In examining the top-level POM for Proficio, you can see in the modules element all the sub-modules that make up the Proficio application. A module is a reference to another Maven project, which really means a reference to another POM. This setup is typically referred to as a multi-module build and this is how it looks in the top-level Proficio POM:
<project> <modelVersion>4.0.0</modelVersion> <groupId>com.exist.mvnbook.proficio</groupId> <artifactId>proficio</artifactId> <packaging>pom</packaging> <version>1.0-SNAPSHOT</version> <name>Maven Proficio</name> <url>http://maven.apache.org</url> [...] <modules> <module>proficio-model</module> <module>proficio-api</module> <module>proficio-core</module> <module>proficio-stores</module> <module>proficio-cli</module> </modules> [...] </project>
An important feature to note in the POM above is the value of the version element, which you can see is
1.0-SNAPSHOT. For an application that has multiple modules, it is very common to release all the sub-modules together, so it makes sense that all the modules have a common application version. It is recommended that you specify the application version in the top-level POM and use that version across all the modules that make up your application.

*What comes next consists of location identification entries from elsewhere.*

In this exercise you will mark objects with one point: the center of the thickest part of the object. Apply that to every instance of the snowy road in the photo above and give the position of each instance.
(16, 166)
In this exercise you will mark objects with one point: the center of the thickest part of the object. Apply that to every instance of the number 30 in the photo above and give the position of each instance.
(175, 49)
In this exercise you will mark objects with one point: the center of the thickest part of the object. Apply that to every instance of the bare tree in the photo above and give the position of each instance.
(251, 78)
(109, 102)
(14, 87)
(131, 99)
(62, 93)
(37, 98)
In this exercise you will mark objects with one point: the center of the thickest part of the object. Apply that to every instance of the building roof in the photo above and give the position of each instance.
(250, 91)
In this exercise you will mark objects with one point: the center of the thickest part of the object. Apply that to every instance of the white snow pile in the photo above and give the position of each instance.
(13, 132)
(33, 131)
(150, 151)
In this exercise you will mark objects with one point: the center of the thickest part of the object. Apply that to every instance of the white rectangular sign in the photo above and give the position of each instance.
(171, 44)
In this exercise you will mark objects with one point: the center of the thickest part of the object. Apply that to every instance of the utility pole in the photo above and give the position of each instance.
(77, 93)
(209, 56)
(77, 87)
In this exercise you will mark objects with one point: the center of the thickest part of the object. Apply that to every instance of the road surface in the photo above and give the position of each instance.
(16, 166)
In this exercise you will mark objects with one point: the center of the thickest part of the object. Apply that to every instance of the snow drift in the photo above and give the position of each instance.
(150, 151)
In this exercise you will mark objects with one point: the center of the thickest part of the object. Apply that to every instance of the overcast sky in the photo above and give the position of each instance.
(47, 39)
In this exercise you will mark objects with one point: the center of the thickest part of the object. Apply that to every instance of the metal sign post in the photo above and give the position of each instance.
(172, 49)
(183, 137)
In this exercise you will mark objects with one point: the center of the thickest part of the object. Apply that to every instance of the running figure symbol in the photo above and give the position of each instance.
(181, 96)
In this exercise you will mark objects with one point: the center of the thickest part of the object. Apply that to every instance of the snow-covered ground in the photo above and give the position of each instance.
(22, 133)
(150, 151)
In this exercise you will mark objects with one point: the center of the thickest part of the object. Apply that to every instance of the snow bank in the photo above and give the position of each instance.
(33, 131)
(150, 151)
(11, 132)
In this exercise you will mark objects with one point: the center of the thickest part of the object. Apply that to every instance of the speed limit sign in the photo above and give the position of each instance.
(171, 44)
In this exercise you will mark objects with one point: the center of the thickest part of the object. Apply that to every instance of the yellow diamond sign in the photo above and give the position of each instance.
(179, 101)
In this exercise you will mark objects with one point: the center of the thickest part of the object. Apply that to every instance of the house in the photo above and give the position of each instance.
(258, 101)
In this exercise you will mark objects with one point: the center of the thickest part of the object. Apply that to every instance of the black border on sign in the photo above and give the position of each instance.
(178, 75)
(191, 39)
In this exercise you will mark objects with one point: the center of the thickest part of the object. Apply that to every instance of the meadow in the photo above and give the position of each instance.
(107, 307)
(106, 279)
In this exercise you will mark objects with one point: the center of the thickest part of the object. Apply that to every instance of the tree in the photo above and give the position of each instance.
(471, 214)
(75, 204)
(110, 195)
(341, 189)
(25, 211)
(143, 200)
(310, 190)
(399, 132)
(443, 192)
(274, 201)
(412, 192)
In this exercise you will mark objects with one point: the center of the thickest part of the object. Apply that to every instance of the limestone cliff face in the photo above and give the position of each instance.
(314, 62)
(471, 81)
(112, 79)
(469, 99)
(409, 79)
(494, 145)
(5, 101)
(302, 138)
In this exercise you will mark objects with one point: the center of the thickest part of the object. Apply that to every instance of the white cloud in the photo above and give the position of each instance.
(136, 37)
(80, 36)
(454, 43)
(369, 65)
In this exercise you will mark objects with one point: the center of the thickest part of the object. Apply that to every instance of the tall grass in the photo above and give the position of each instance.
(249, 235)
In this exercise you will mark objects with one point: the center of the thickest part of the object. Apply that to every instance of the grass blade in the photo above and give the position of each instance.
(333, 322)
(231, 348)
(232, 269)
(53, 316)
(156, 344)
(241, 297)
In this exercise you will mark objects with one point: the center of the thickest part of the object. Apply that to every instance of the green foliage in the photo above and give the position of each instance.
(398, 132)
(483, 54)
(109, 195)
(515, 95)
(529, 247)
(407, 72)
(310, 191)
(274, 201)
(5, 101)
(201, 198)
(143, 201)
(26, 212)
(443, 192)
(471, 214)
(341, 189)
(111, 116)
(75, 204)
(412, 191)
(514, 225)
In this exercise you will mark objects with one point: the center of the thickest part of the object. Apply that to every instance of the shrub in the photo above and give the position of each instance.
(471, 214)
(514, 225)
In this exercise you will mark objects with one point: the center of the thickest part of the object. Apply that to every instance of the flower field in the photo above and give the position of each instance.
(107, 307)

You should take note of the
packaging element, which in this case has a value of
pom. For POMs that contain modules, the packaging type must be set to value of
pom: this tells Maven that you’re going to be walking through a set of modules in a structure similar to the example being covered here. If you were to look at Proficio’s directory structure you would see the following:
Figure 3-1: Proficio directory structure
You may have noticed that the module elements in the POM match the names of the directories in the prior Proficio directory structure. Looking at the module names is how Maven steps into the right directory to process the respective POMs located there. Let’s take a quick look at the modules and examine the packaging for each:
Table 3-1: Module packaging types
The packaging type in most cases is the default type of
jar, but the interesting thing here is that we have another project with a packaging type of
pom, which is the
proficio-stores module. If you take a look at the POM for the
proficio-stores module you will see a set of modules contained therein:
<project> <parent> <groupId>com.exist.mvnbook.proficio</groupId> <artifactId>proficio</artifactId> <version>1.0-SNAPSHOT</version> </parent> <modelVersion>4.0.0</modelVersion> <artifactId>proficio-stores</artifactId> <name>Maven Proficio Stores</name> <packaging>pom</packaging> <modules> <module>proficio-store-memory</module> <module>proficio-store-xstream</module> </modules> </project>
Examine the directory structure inside the
proficio-stores directory and you will see the following:
Figure 3-2: Proficio-stores directory
Whenever Maven sees a POM with a packaging of type
pom Maven knows to look for a set of related sub-modules and then process each of those modules. You can nest sets of projects like this to any level, organizing your projects in groups according to concern, just as has been done with Proficio’s multiple storage mechanisms, which are all placed in one directory.